It was as entirely a Roman villa as the form of the ground and the need of security would permit. Lying on the slope of a steep hill, which ran up above into a fantastic column or needle piercing the sky, the courts of the villa were necessarily a succession of terraces, levelled and paved with steps of stone or marble leading from one to the other. A strong stone wall enclosed the whole, cloistered, as a protection from sun and storm. The lowest court had a gateway strongly protected, and thence a broad walk with box-trees on either side, trimmed into fantastic shapes, led through a lawn laid out in regular flower-beds to the second court, which was paved with polished marble, and had a fountain in the midst, with vases of flowers, and seats around. Above was another broad flight of stone steps, leading to a portico running along the whole front of the house, with the principal chambers opening into it. Behind lay another court, serving as stables for the horses and mules, as farmyard, and with the quarters of the slaves around it, and higher up there stretched a dense pine forest protecting the whole establishment from avalanches and torrents of stones from the mountain peak above.

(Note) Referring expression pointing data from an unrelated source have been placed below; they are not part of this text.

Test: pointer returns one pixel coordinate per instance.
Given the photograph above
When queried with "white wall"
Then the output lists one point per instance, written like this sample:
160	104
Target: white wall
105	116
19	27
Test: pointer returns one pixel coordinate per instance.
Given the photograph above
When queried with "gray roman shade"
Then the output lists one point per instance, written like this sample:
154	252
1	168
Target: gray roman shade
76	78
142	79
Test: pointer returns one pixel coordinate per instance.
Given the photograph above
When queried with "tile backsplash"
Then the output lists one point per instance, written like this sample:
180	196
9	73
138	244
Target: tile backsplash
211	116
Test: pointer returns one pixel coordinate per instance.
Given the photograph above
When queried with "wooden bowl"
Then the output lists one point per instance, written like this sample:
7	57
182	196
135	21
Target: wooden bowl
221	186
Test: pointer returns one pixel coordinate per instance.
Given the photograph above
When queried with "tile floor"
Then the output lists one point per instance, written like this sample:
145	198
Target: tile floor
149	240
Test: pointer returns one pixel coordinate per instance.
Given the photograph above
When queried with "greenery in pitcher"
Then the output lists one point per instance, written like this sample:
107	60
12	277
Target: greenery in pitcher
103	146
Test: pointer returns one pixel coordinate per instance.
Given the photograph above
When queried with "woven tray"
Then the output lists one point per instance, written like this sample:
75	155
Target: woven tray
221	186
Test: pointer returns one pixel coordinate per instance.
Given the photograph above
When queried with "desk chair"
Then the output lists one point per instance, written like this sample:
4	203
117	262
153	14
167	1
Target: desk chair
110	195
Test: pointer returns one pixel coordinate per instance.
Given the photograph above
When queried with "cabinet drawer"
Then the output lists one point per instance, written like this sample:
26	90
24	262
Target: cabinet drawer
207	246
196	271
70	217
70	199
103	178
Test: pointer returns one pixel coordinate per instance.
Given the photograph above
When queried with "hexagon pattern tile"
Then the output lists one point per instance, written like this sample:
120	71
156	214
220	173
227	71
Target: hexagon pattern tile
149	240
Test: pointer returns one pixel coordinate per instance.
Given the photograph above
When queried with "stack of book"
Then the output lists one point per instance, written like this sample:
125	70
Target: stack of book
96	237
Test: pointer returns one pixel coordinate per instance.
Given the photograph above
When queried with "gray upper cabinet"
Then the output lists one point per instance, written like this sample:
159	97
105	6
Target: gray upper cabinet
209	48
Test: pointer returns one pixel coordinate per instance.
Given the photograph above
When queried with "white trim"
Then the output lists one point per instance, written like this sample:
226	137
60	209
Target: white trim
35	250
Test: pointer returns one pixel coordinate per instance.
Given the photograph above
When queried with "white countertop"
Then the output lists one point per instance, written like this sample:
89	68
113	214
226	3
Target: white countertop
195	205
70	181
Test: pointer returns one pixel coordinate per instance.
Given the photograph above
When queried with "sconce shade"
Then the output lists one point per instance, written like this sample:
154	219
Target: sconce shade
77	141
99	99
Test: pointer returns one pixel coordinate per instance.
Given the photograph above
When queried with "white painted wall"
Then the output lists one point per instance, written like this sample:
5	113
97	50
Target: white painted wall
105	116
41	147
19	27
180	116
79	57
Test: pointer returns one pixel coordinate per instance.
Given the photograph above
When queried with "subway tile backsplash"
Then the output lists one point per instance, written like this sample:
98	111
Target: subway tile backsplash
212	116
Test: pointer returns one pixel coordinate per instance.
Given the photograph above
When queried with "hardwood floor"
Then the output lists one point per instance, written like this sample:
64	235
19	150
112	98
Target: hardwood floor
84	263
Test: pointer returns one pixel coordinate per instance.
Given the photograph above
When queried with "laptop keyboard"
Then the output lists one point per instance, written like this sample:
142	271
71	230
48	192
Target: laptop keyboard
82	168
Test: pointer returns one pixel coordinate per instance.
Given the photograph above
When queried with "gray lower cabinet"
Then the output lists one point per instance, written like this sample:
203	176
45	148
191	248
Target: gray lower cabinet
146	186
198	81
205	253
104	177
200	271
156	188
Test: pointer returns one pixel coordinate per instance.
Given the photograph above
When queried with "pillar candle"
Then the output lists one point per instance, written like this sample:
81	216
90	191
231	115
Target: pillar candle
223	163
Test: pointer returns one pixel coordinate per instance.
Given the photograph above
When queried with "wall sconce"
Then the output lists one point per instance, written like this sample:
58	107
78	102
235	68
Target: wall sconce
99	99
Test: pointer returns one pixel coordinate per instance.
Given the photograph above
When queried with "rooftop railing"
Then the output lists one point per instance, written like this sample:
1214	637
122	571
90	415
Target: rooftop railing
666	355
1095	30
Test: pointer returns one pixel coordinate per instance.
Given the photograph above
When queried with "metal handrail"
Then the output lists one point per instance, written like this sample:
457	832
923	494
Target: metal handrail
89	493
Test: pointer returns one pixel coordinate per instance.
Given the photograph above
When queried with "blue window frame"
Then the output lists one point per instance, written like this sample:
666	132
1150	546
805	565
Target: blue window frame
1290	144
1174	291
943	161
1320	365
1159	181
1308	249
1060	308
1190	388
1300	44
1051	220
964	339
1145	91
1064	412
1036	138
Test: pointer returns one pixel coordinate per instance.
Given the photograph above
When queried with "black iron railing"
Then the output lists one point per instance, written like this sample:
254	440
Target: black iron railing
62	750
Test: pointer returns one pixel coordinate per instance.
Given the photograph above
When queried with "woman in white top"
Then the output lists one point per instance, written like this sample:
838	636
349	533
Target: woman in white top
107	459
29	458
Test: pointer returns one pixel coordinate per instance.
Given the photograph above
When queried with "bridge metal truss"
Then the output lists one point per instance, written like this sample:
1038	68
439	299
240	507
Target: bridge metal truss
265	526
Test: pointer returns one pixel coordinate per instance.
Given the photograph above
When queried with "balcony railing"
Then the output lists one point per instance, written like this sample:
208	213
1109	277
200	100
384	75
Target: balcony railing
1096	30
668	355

Under the portico, whose pillars were cut from the richly-coloured native marbles, reposed the two friends on low couches.
One was a fine-looking man, with a grand bald forehead, encircled with a wreath of oak, showing that in his time he had rescued a Roman’s life. He also wore a richly-embroidered purple toga, the token of high civic rank, for he had put on his full insignia as a senator and of consular rank to do honour to the ceremonial. Indeed he would not have abstained from accompanying the procession, but that his guest, though no more aged than himself, was manifestly unequal to the rugged expedition, begun fasting in the morning chill and concluded, likewise fasting, in the noonday heat. Still, it would scarcely have distressed those sturdy limbs, well developed and preserved by Roman training, never permitted by him to degenerate into effeminacy. And as his fine countenance and well-knit frame testified, Marcus AEmilius Victorinus inherited no small share of genuine Roman blood. His noble name might be derived through clientela, and his lineage had a Gallic intermixture; but the true Quirite predominated in his character and temperament. The citizenship of his family dated back beyond the first establishment of the colony, and rank, property, and personal qualities alike rendered him the first man in the district, its chief magistrate, and protector from the Visigoths, who claimed it as part of their kingdom of Aquitania.